As the first week of summer draws to a close, patio furniture lines the storefront of Finest Hearth & Home and gas grills are for sale, ready for the Fourth of July barbecue.

While shoppers expect to see the displays of summer merchandise, it is not the sunshine or a neighborhood gathering that lures them to the Hogan Road store in Bangor.

It’s the pellet stoves.

“I’d say about 90 percent of the people in the door are looking for a pellet stove,” said Mark Strang, a salesman at the Bangor store. “It’s either buy something else [other than oil] now and next year you can pay for a cruise, or you can buy oil.”

Heating oil prices have reached about $4.50 a gallon, and many Maine homeowners now are searching for alternative fuel sources. Residents are no longer trying to save dollars to take the children to Disney World; they are just trying to stash away pennies to pay the oil bill.

As part of the switch to alternative energy sources, pellet stoves have become the latest trend in store layaway items. Since startup costs can be overwhelming to some families, Mark Higgins, a partner of Evergreen Home Solutions in Ellsworth, said his company tries to work with customers. Stoves range from $2,100 to $4,500, and the average installation cost is around $500, he said.

Several patrons come in weekly to drop off a couple hundred dollars toward the eventual purchase of a stove, Higgins said. For those who want to buy now, pellet stoves are among homes, cars, boats and furniture as an acceptable item to finance.

“We have a couple of different companies we can do financing with,” said Higgins. “I can tell you in five minutes whether you’re approved, just like a furniture store.”

Scott Arthurs of Orrington has his own financing plan.

“We’re going to put it on the credit card,” said Arthurs, who was shopping for a stove at Finest Hearth & Home this week. “My father gave me the best piece of advice – if you don’t owe anything, you don’t own anything.”

The brands, styles and features of pellet stoves vary just as much as the funding. The average stove has an 80 percent to 85 percent efficiency rating, and a ton of pellets, which is the most common unit of measure, costs $219 at Dysart’s in Hermon, according to the company Web site. At this price and efficiency rating, wood pellets generate twice the amount of British Thermal Units, or Btu, as No. 2 heating oil.

If heating oil continues to climb and pellets remain stable, in some cases a pellet stove can pay for itself in less than a year, Higgins said.

Consumers must be convinced of the long-term payoff.

Last Saturday, Strang said he felt like a college professor. His course: Wood Pellets 101. Nearly 20 customers gathered around the pellet stove display as he explained features and costs. He educated, and he sold. On one day in May, Strang said, he sold 19 pellet stoves, breaking a store sales record.
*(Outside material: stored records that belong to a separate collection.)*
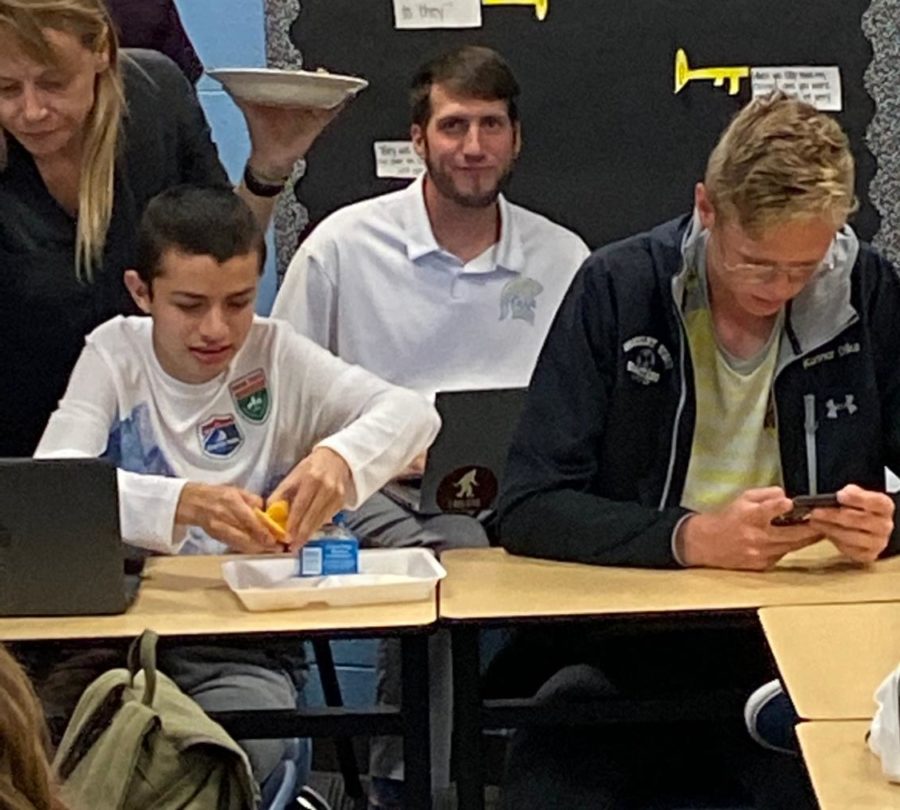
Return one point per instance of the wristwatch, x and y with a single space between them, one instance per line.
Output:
262 187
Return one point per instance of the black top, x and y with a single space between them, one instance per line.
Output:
155 24
45 311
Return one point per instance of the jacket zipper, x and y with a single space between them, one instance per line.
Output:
809 427
678 412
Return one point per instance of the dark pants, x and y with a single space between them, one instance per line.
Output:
650 764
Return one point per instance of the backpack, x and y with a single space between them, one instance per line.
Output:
136 741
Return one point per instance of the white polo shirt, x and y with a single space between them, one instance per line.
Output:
372 285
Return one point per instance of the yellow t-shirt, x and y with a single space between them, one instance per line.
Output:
735 444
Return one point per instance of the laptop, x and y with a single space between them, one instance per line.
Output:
60 547
465 464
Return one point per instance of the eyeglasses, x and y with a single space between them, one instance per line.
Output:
753 273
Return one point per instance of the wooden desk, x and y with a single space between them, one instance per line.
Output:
832 657
845 774
187 597
484 584
489 586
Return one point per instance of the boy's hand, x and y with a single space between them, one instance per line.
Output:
225 513
861 526
316 489
740 536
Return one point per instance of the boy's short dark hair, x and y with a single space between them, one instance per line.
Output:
472 71
199 220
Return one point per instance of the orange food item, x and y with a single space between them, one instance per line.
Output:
275 519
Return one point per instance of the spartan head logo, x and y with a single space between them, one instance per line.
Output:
465 486
849 406
518 299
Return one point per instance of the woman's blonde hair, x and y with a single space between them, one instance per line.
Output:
26 782
779 160
88 20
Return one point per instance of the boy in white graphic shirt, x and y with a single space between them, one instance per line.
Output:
209 412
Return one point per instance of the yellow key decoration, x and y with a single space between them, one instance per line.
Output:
540 6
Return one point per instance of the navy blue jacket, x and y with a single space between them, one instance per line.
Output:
597 467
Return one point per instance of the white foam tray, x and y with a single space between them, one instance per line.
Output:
385 575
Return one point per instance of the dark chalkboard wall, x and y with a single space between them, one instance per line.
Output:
609 149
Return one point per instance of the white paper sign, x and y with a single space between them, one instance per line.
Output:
397 159
819 86
412 14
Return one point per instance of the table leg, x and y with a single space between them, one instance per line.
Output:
416 721
467 742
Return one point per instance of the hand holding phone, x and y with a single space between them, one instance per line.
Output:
803 505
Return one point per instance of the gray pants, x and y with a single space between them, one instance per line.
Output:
217 678
382 523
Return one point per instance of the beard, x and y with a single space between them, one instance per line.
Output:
445 184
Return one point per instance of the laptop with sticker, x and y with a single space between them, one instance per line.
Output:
465 464
61 552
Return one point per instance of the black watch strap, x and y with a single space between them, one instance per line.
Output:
261 188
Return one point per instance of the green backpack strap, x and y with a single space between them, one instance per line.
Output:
142 656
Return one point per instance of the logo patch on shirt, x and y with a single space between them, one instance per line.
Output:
220 436
835 408
251 395
646 358
518 299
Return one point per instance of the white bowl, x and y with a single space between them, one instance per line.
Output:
288 88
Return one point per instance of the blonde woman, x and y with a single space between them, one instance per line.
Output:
88 134
25 780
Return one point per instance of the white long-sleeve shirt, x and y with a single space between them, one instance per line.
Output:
281 397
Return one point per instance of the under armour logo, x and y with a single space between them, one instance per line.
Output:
847 405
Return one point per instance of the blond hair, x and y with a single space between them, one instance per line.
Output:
89 21
780 160
25 777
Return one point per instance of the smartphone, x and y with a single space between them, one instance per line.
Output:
803 505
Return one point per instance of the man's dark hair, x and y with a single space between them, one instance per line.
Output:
472 71
199 220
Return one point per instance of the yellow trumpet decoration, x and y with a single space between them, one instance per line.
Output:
540 6
718 75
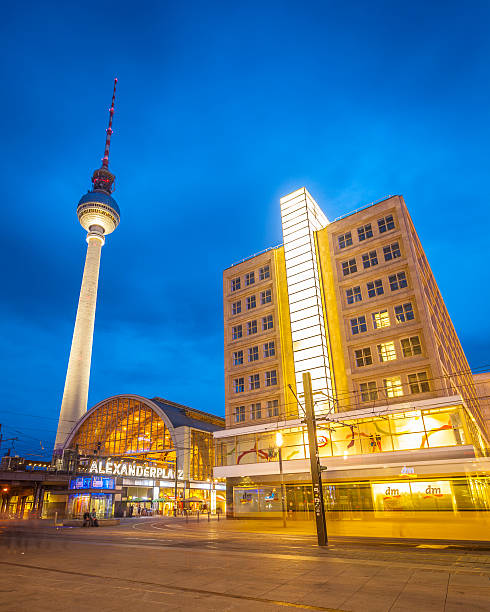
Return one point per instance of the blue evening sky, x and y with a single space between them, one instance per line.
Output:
221 109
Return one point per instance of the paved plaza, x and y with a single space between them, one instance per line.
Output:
171 564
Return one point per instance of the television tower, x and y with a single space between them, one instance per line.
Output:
99 214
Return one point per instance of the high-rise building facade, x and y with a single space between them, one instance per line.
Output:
354 302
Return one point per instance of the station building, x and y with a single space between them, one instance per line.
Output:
148 454
355 303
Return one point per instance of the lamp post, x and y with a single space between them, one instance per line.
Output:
279 442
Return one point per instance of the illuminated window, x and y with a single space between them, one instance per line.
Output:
249 278
264 273
353 295
370 259
392 251
266 296
254 382
239 414
418 382
365 232
251 302
273 408
411 346
386 224
381 319
369 391
267 322
393 386
251 328
253 353
239 385
345 240
256 411
398 281
349 267
363 357
271 378
358 325
238 358
404 313
269 349
375 288
386 351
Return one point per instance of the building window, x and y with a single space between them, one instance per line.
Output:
386 224
386 351
398 281
269 349
419 382
254 382
369 391
253 353
349 267
392 251
271 378
239 414
411 346
249 278
264 273
375 288
266 296
267 322
251 302
358 325
370 259
381 319
365 232
251 328
363 357
273 408
353 295
239 385
393 386
345 240
256 411
404 313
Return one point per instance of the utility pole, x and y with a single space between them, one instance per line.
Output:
316 475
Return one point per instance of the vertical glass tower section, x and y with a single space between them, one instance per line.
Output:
301 217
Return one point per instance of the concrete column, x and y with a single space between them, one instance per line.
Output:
75 394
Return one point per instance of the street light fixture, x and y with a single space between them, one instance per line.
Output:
279 443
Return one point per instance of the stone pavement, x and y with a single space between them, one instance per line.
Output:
157 565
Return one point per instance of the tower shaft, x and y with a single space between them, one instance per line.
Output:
75 394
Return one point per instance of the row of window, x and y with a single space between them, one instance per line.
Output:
370 259
392 387
376 287
270 380
252 327
387 351
265 297
366 231
268 350
256 411
249 278
381 318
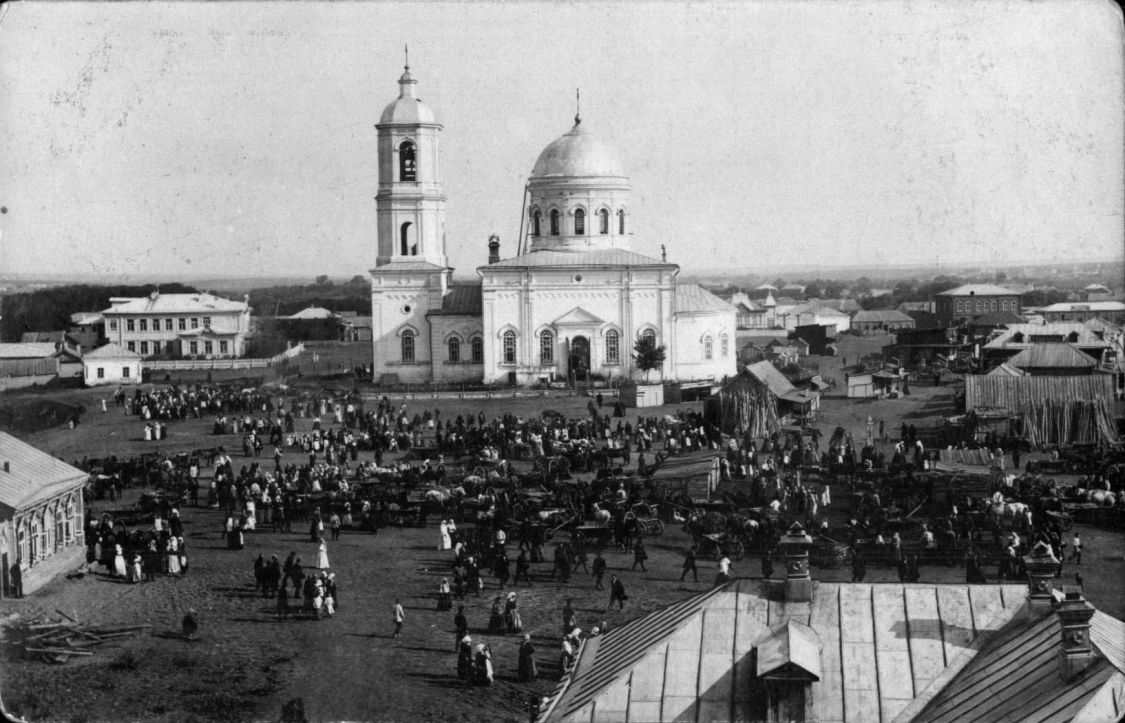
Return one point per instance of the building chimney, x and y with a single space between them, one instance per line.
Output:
493 249
1041 566
1076 652
794 545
When a tractor-trailer truck of merchandise pulled into Finest Hearth & Home one evening this week, Strang estimated that between six and eight stoves were in the shipment.
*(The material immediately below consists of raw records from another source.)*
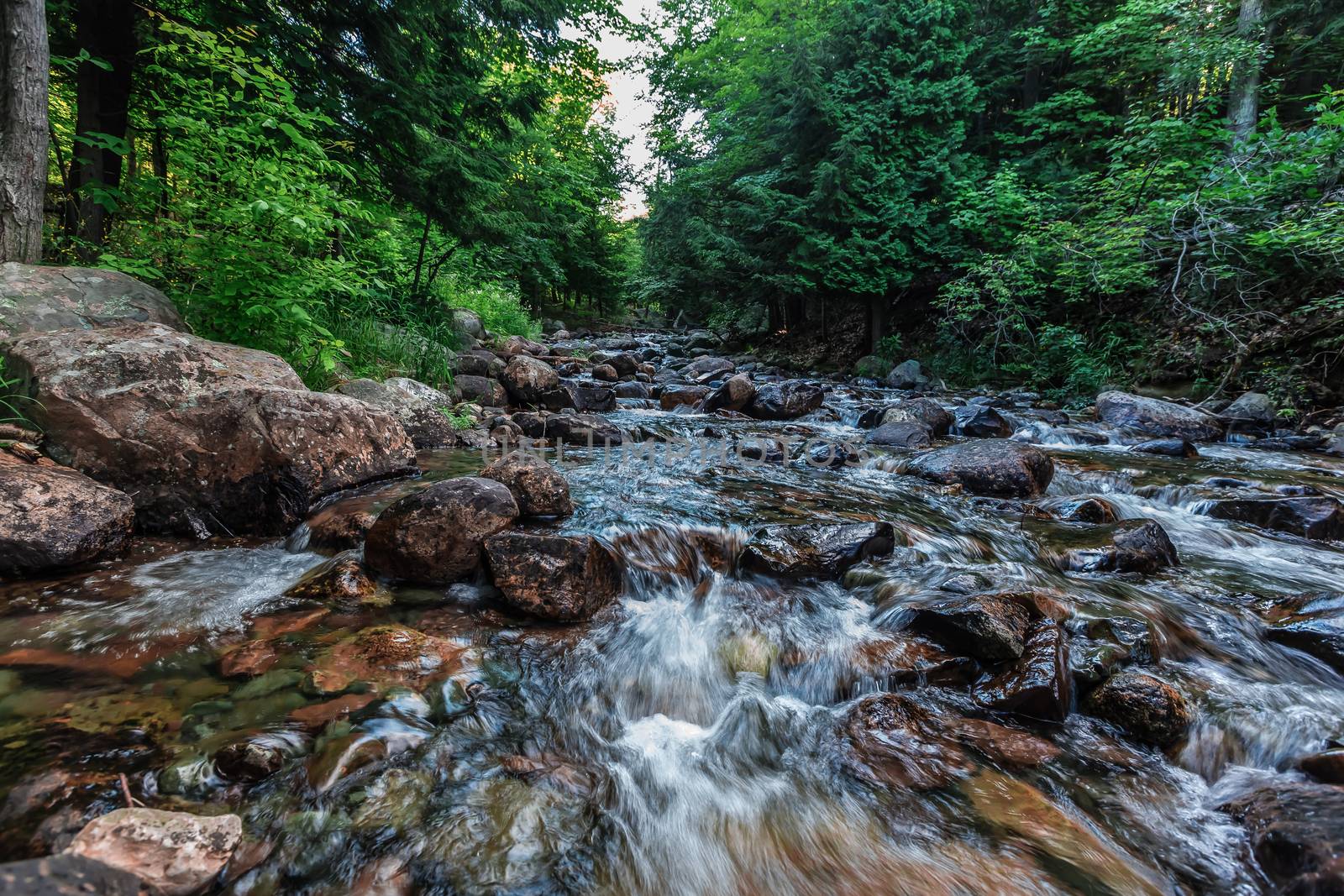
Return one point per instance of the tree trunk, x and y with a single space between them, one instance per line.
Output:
24 65
107 29
1243 103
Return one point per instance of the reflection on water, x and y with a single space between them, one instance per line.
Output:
690 741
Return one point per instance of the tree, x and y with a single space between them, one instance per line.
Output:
24 63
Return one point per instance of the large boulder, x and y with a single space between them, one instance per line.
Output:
538 486
40 298
206 438
1312 517
530 380
553 577
785 401
1158 417
175 853
990 466
57 517
816 551
417 407
434 535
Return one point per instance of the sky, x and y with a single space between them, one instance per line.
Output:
632 113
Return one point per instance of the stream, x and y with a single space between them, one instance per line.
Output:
690 738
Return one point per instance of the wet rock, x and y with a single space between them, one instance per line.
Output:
1310 517
1253 409
1158 418
65 875
44 298
1079 510
57 517
897 741
538 486
678 394
907 375
1166 448
991 466
382 658
707 369
980 422
250 761
480 389
734 396
921 410
907 434
1132 546
1326 766
1147 708
205 437
1038 683
816 551
1297 835
434 535
530 380
785 401
1023 812
172 852
342 580
1312 624
417 407
984 626
561 578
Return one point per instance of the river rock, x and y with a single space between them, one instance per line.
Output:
988 466
1158 417
205 437
734 396
984 626
530 380
481 390
434 535
57 517
785 401
1297 835
417 407
1038 683
1147 708
1132 546
1167 448
816 551
38 298
980 422
66 875
907 375
553 577
538 486
1312 624
906 434
174 852
1310 517
920 410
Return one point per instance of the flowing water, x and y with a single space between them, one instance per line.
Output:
690 739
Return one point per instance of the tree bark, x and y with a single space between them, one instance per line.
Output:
24 66
107 29
1243 103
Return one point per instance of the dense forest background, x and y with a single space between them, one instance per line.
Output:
1066 194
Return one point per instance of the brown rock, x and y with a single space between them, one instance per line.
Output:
538 486
172 852
205 437
559 578
434 535
57 517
“They are getting to the store, but those were sold six to eight weeks ago,” Strang said.

In the past few years manufacturers have begun to focus on the aesthetics of the stoves, Higgins said. Designs have evolved so much, he considers them pieces of art.
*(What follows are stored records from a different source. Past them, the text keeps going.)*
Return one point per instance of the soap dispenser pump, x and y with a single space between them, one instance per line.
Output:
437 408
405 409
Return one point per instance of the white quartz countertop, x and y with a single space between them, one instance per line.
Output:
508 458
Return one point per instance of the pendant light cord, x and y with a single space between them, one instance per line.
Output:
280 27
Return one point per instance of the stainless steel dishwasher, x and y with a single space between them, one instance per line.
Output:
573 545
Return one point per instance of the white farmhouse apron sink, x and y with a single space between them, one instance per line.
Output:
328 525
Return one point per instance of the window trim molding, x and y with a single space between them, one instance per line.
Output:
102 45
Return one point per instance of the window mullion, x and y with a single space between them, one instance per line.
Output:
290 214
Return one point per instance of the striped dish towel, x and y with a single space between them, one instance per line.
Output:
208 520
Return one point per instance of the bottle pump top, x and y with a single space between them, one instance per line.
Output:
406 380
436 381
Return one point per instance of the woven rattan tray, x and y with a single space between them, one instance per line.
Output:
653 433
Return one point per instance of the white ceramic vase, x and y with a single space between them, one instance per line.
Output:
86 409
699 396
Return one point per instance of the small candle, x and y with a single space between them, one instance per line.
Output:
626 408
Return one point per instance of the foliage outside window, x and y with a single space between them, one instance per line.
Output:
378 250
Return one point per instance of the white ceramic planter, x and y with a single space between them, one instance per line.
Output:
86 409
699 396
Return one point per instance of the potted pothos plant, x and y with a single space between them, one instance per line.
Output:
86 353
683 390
Pellet stove owner Allen Nygren of Hampden said the most attractive part of pellet heat, aside from the cost, is the low maintenance.

“The beauty of it is it feeds itself and it gets rid of ash itself,” Nygren said.

Burning pellets is a compromise between chopping, storing and loading stick wood into a stove, and simply turning up your oil heat thermostat, Higgins said. While lifting the 40-pound pellet bags and loading the machine is work, it’s nothing compared to splitting wood and lugging sticks in and out of the house.

Nygren, who has owned two stoves for a couple of months now – one for his home and the other for his business in Hermon – said the pellet craze is simple economics: People don’t want to pay the high oil prices if other options are available.